Fixed header (48 bytes, packed, little-endian):
magic: 4 bytes "CWGT"
arch_version: uint16 5
flags: uint16 bit 0: tied, bit 1: has_ewc
vocab_size: uint16 vocabulary size (320)
d_model: uint16 embedding dimension
n_layers: uint8 number of blocks
ffn_expand: uint8 FFN expansion factor
expand: uint8 Mamba expand factor (offset 14)
d_state: uint8 Mamba d_state (offset 15)
l_max: uint16 maximum sequence length (768)
param_count: uint32 total parameter count
def_temperature: uint16 default temperature x 1000 (0 = unset)
def_top_k: uint16 default top-k (0 = unset)
def_top_p: uint16 default top-p x 1000 (0 = unset)
def_min_p: uint16 default min-p x 1000 (0 = unset)
def_max_tokens: uint16 default max generation tokens
def_candidates: uint8 default candidate count
d_conv: uint8 Mamba d_conv (offset 33)
meta_size: uint32 byte count of metadata blob (0 = none)
dt_rank: uint8 Mamba dt_rank (offset 38)
reserved: 9 bytes zero-filled
Metadata blob (meta_size bytes, 3 newline-terminated lines):
<domain_name>\n e.g. "shell"
<template_spec>\n e.g. "BOS;CWD:cwd;GIT:git;...;ATN;CMD:input"

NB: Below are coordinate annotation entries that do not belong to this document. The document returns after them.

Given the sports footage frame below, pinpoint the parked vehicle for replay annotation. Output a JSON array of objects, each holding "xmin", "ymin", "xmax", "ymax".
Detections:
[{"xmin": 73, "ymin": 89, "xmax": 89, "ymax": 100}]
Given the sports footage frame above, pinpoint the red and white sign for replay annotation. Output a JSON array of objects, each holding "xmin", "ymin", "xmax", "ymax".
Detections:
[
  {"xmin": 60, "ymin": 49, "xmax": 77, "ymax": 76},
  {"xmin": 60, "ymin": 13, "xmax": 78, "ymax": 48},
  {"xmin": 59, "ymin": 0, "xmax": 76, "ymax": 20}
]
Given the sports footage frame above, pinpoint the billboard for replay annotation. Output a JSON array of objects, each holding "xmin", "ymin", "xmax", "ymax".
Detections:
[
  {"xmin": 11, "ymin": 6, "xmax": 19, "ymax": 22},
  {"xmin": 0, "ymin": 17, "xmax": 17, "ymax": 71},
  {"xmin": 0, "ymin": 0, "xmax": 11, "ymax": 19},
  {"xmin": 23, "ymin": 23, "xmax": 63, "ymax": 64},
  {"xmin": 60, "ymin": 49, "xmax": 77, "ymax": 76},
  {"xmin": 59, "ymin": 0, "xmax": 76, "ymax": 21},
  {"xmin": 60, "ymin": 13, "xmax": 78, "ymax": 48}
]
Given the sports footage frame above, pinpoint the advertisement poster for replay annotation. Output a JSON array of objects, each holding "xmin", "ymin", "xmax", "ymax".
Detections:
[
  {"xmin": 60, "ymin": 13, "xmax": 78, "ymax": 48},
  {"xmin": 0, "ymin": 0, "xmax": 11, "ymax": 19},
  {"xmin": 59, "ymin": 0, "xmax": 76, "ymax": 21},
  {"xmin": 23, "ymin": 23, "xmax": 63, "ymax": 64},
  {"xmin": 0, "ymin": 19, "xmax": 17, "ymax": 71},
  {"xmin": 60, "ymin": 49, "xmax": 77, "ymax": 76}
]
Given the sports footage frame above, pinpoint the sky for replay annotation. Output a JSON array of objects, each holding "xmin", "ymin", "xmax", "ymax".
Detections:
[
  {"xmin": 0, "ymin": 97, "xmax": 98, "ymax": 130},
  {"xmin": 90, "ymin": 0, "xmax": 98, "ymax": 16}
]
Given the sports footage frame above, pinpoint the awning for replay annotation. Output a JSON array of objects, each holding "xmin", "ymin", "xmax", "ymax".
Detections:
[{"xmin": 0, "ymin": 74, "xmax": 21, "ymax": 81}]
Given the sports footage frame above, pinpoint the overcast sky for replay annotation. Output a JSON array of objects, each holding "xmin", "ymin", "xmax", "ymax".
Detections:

<stop_conditions>\n e.g. "| ; && ||"
EWC data (if has_ewc flag set):
fisher_diagonal: [param_count x float32]
anchor_weights: [param_count x float32]
Weights:
[param_count x float32]
The metadata blob embeds the model's prompt template, stop conditions, and domain name directly in the weight file, enabling self-describing models that carry their inference configuration.
Weight files with arch_version < 5 are rejected.